Chapter 6 Appendix. Computer Simulations for Multicomponent Column Distillation

Lab 4. Simulation of Multicomponent Distillation

Goal:

Explore simulation of multicomponent distillation with Aspen Plus.

Preparation:

• Review procedures for starting Aspen Plus (Computer Labs 1 and 2)

• Review specific directions for distillation covered in Computer Lab 3

Aspen Plus uses the same calculation methods for binary and multicomponent distillation, but some differences will become apparent as you proceed through this lab.

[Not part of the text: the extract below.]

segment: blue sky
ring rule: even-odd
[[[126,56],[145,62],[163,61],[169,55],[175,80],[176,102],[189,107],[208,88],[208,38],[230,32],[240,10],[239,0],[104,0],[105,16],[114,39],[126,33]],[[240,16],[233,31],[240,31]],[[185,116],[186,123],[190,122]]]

1. Input a saturated vapor feed at 1.0 bar that consists of n-butane, 20.0 kmol/h; n-pentane, 30.0 kmol/h; and n-hexane, 50.0 kmol/h.

2. Pick an appropriate VLE package to use, and check the equilibrium predictions [e.g., K values should be reasonably close to the predictions made with the DePriester charts (Figures 2-10 and 2-11), but note that the empirical correlation (Eq. 2-28) is not more accurate than the DePriester charts].

3. Place a RadFrac distillation column on the main flowsheet. Connect a feed stream, a bottoms product stream, and a vapor distillate product instead of a liquid distillate product. When done, click Next.

4. In the Block for the column in the Configuration tab, choose the following from the Setup Options menu:

a. Calculation Type: Equilibrium

b. Number of Stages: 40 (this is only an initial setting)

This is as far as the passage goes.